A person receives a dose of the Pfizer BioNTech Covid-19 vaccine at a mass vaccination centre for those aged 18 and over at the Tottenham Hotspur Stadium, amid the coronavirus disease (COVID-19) pandemic, in London, Britain, June 20, 2021. REUTERS/Henry Nicholls

The government will soon start offering a first dose of Covid-19 vaccine to all 16 and 17-year-olds in the UK following a recommendation from the Joint Committee on Vaccine and Immunisation (JCVI) on Wednesday (August 4).

The updated guidance means around 1.4 million teenagers will be eligible for vaccination, which would start within weeks.

Health and Social Care Secretary Sajid Javid said, “Today’s advice from the independent Joint Committee on Vaccination and Immunisation means more young people aged 16 and over can benefit from Covid-19 vaccines. I have accepted their expert recommendations and I have asked the NHS to prepare to vaccinate those eligible as soon as possible.”

The committee will advise on the timing of the second dose on a later date.

Until now, children over 12 are able to get a Covid shot if they have certain health conditions, live with others who are at a high risk or are nearing their 18th birthday.

Currently, in the UK, only Pfizer-BioNTech is approved for those under-18 years.

The JCVI have not recommended vaccinating under-16s without underlying health conditions but will keep its position under review based on the latest data.

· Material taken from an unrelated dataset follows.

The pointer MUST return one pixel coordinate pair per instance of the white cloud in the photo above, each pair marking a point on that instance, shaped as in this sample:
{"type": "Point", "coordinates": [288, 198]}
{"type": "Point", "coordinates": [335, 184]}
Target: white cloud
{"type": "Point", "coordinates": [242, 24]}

“Those aged 12 to 15 with severe neuro-disabilities, Down’s Syndrome, immunosuppression and multiple or severe learning disabilities, as well as people in this age group who are household contacts of individuals who are immunosuppressed, are already eligible for vaccination. JCVI will continue to review data and provide updates on at risk groups aged 12 to 15 and whether any additional groups will be added,” Javid said.

“Covid-19 vaccines have saved more than 60,000 lives and prevented 22 million infections in England alone. They are building a wall of defence against the virus and are the best way to protect people from serious illness. I encourage everyone who is eligible to come forward for both their jabs as quickly as possible,” he added.

Prof Wei Shen Lim, who chairs the Covid part of the JCVI, said the change in advice wasn’t just for the benefits to wider society.

“Vaccination of children and young people can bring benefits to other people, such as adults and including parents and grandparents but, at the forefront, is the health and the benefits to children and young people themselves,” he said.

Eluned Morgan, Welsh Government minister for health and social services welcomed the JCVI’s advice, saying, “We are now working with the NHS on the arrangements needed to offer the vaccination to all 16 and 17 year olds in line with the JCVI advice.”

“We are already inviting young people who are within three months of their 18th birthday, in line with JCVI advice,” Morgan said.

First Minister of Scotland Nicola Sturgeon said, “This is good news and a step forward that I’ve been hoping for. I also hope evidence will allow JCVI to recommend vaccine for wider groups of young people in future – but in meantime Scottish government will get on with offering it to all 16/17 yr olds ASAP.”